That’s something to live by.
The book’s recollections are personal, familial, and literary, and the sense-making function of recollection—looking back, ordering, finding meaning—happens on each level. The author’s sensibility is poetic and pragmatic. Here, his poetic side: “In an Irish sense, not just the story it’s in the telling. / To me, how it sounds. The words. The almost mathematical elegance how they go together how they sound how and what they mean and what’s the feel.” Here, the pragmatism of his experimentalist practice: “Get going keep going things take care of themselves”; “A notion, see the beginning, see the end, you figure in-between.”
The book is a crucible of cultural detail. As it reveals one person’s culture, it illuminates a shared culture—the borough of Queens in the second half of the 20th century.
As a document of culture, it demonstrates something integral about how nouns function within history and memoir writing. Within the generic frame of memoir, nouns are meant to be broadly representative: each experience has a point, and so each noun veers toward symbolic resonance. All concrete nouns, at least, represent the cultural moment, proper nouns included: Red Ryder BB guns, the New York Post, Woolworth’s, a Reichian shrink, Shirley MacLaine. These are nuanced signposts for a certain generation familiar with the fraught crossroads of New York’s I-295 and I-495. And to the uninitiated, they have enough reach to mark the culture broadly in its time. The interested but uninitiated reader can return to these nouns as the fodder for research and understanding.
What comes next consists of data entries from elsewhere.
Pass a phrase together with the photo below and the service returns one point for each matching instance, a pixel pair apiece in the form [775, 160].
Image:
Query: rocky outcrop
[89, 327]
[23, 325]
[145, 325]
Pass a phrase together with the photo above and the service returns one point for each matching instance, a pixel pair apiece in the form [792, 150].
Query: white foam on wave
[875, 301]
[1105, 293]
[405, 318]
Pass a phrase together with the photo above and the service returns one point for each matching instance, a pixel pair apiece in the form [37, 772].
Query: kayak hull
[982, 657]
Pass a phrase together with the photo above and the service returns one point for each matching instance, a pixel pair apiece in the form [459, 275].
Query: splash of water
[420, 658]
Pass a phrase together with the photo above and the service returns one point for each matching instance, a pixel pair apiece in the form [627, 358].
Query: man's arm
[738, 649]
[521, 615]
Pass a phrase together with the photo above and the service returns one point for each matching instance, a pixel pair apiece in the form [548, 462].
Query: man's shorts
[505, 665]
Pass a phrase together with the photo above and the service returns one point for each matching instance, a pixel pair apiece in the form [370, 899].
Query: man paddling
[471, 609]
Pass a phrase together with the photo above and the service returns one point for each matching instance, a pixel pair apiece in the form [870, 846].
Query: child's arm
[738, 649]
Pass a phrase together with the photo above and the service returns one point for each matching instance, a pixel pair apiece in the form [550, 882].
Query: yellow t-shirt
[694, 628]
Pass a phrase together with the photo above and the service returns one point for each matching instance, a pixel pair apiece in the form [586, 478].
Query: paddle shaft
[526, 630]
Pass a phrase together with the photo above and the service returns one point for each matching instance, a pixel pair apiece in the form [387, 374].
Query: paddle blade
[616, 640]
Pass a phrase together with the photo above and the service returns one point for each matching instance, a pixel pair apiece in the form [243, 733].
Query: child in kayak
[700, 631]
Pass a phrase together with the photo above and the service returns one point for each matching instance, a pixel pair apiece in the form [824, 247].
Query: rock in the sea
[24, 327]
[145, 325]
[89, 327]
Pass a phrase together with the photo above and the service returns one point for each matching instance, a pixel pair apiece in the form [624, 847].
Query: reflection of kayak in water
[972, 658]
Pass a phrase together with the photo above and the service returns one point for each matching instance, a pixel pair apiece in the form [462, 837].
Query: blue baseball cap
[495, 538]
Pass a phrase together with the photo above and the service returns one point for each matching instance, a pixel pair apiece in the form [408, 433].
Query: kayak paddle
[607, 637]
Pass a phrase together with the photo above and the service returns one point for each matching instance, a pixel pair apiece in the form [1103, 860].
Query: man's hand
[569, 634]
Concrete nouns (things) are primary to history. People may be more interested in events, yet without these nouns, events could not take place. Once an historical event ends, nouns reemerge to assert their primary value. They are the signifiers of the past. They remain as nostalgic tokens of events: documents of and testaments to moments whose meaning we wish to understand within a developing narrative.
But history, as it has been written, contains assumptions about cultural value and thus circumscribes its telling to specific spheres of life. By and large, its narratives have been those of the grandest stages; its narratives have been those of nation and ideology. Poetry, or the poetic, calls for the explosion of that value system.
Clearview/LIE is a history that history could never have written. Its history is both a clear view on things and a subjective artifice, a lie. It is equally two things—the Clearview and Long Island Expressways—and a history of these roads’ delimited area. The collection of nouns that the book presents is a story in itself, and Greenwald’s freeing this cache of knowledge from the narrative gears of typical memoir-writing means that this history’s immanent value is not only preserved but makes possible a new perspective.
As the author collects and recollects things and experiences, the essential emerges. Its message is clear, a message that Greenwald has earned the right to express through a lifetime of listening to his own teachings: Rely upon experience, be your own mensch, soak in as much as possible, and don’t let society break you.